Il quadro che ne esce fuori è quello abbastanza fosco di intrecci, correlazioni, rapporti tra mafia, golpisti, servizi segreti, brigatisti, da cui esce rafforzato il solito teorema (di matrice PCI oggi PDS) di un unico disegno destabilizzante, eversivo, un’unica trama antidemocratica guidata da uno o più “grandi vecchi” che avrebbero mosso a loro piacimento le marionette, siano esse di destra o di sinistra, e sempre in funzione eversiva contro lo Stato (secondo alcuni) o contro le possibilità di governo del PCI/PDS (secondo altri). Con una enorme operazione dei mass media viene così accreditata storicamente l’idea che la “lotta armata” dei gruppi di sinistra negli anni ’70 fosse parte dello stesso disegno antidemocratico delle organizzazioni fasciste e della destra.
Questo teorema che negli anni passati era servito come alibi al ceto politico dominante della Prima Repubblica (gli Andreotti, Craxi, Forlani) per coprire un sistema di potere rivelatosi colluso con la mafia e le stragi di stato, corrotto, disposto a tutto per conservarsi. Adesso “il teorema” viene di nuovo rispolverato proprio nel momento in cui il quadro istituzionale sta subendo una svolta storica sul piano degli equilibri di potere.
Gli “scheletri nell’armadio” sono numerosi sia nelle stanze del vecchio ceto politico che del nuovo. Ciò rende abbastanza semplice la guerra a tutto campo a cui stiamo assistendo (vedi le accuse a Scalfaro per i soldi dei servizi segreti, il caso Locatelli, il gioco sporco contro la Lega, le inchieste giudiziarie contro il PDS ecc.).
Ma per la sinistra alternativa e di classe, la sua storia, la sua credibilità, la miscela è micidiale.
Il tentativo è quello di ridurre il suo patrimonio storico a un ammasso di orrori, storie segrete, doppiezze tali da ipotecarne per sempre le prospettive sul piano interno e internazionale (le coincidenze con cui è stata presentata la battaglia di Mosca contro il golpe sono assai forti).

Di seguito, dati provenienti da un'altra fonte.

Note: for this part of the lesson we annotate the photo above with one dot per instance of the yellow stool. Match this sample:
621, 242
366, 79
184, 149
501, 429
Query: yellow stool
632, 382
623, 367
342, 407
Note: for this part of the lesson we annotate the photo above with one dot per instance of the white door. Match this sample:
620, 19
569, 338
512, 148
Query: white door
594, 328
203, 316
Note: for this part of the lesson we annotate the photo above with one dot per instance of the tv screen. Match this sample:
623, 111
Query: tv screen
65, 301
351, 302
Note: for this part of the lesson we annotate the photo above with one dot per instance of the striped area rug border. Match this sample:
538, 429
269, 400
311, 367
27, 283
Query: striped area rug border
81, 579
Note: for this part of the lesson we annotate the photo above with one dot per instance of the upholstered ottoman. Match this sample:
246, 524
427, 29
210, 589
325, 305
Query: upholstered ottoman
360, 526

Attraverso questa ben orchestrata e calcolata strategia della confusione si vuole impedire che sia fatta veramente chiarezza sul conflitto politico e sociale del dopoguerra e, in modo particolare, degli anni ’70, per negare un dato storico che inchioda alle loro responsabilità sia il sistema di potere della DC che il ruolo del PCI. Si vuole negare la realtà di una fase storica in cui la sinistra e i movimenti sociali avevano la forza per rovesciare il potere democristiano e ciò non fu fatto, dando inizio al declino della sinistra storica e all’avventurismo della lotta armata. Le omissioni sul compromesso storico ci sono ancora e sono molto forti sia da parte della DC che del PCI.

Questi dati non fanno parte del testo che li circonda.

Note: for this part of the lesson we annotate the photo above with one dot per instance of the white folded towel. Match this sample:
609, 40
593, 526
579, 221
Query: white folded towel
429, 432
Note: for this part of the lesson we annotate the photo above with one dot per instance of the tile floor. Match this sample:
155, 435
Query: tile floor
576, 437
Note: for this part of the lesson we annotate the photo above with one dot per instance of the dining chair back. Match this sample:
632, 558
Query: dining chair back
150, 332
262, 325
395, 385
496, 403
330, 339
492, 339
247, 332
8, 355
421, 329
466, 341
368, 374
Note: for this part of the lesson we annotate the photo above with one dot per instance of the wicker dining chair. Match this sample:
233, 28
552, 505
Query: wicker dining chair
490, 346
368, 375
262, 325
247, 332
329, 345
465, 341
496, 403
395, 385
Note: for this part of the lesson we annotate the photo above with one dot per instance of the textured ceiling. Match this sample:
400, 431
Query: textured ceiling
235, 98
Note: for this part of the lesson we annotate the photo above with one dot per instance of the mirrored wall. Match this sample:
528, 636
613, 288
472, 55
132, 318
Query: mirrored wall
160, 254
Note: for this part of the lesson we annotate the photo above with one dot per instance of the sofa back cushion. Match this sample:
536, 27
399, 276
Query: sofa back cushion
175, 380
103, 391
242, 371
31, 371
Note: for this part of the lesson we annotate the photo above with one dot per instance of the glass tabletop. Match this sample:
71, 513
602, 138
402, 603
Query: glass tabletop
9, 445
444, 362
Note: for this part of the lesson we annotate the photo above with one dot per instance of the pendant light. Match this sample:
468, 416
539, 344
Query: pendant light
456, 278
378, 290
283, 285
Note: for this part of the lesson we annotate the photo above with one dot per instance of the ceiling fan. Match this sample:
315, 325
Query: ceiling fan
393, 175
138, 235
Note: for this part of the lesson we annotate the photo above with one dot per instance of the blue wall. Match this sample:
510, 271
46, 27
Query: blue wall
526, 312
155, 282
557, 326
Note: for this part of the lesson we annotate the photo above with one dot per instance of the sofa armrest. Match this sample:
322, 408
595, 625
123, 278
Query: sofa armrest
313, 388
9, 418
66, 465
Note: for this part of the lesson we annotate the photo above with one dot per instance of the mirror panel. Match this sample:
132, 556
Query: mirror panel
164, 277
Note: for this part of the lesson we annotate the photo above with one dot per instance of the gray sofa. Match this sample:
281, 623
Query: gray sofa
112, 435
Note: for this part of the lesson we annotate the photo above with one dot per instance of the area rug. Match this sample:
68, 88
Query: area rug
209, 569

In sostanza, di quegli anni si vuole che esista una sola “verità”, quella dei vincitori, i quali sono gli stessi che oggi cercano di gestire il passaggio dei poteri dalla Prima alla Seconda Repubblica. Costoro temono una “verità oggettiva” che ne minerebbe fortemente la credibilità, ma temono soprattutto che questa verità riconosca che le contraddizioni politiche, sociali, economiche su cui si sviluppò il conflitto degli anni ’70 esistano ancora, acutizzate da una crisi economica e da una conseguente politica antipopolare ed autoritaria.

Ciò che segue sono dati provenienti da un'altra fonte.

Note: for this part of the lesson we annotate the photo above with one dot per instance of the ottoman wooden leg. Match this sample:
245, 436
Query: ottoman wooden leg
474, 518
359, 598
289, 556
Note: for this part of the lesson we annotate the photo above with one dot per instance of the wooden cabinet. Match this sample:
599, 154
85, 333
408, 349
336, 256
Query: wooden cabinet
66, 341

In tal senso intendono negare con ogni mezzo che la discontinuità pure intervenuta tra le esperienze attuali della sinistra di classe e quelle di allora, abbia una legittimità politica fondata sulla critica e l’autocritica. Per il potere l’unica discontinuità accettabile resta quella fondata sul pentimento, la dissociazione, la “collaborazione”, negando dunque ogni valenza politica alle soluzioni da adottare verso i prigionieri e gli esiliati politici e alle ricostruzioni storiche.
La sinistra, quella storica e quella alternativa, hanno spesso, troppo spesso, cercato di rimuovere questa contraddizione accettando l’oblio sugli anni ’70 o adeguandosi alla strategia della confusione. È un atteggiamento profondamente sbagliato e suicida. Anche su questo terreno è ora di alzare la testa.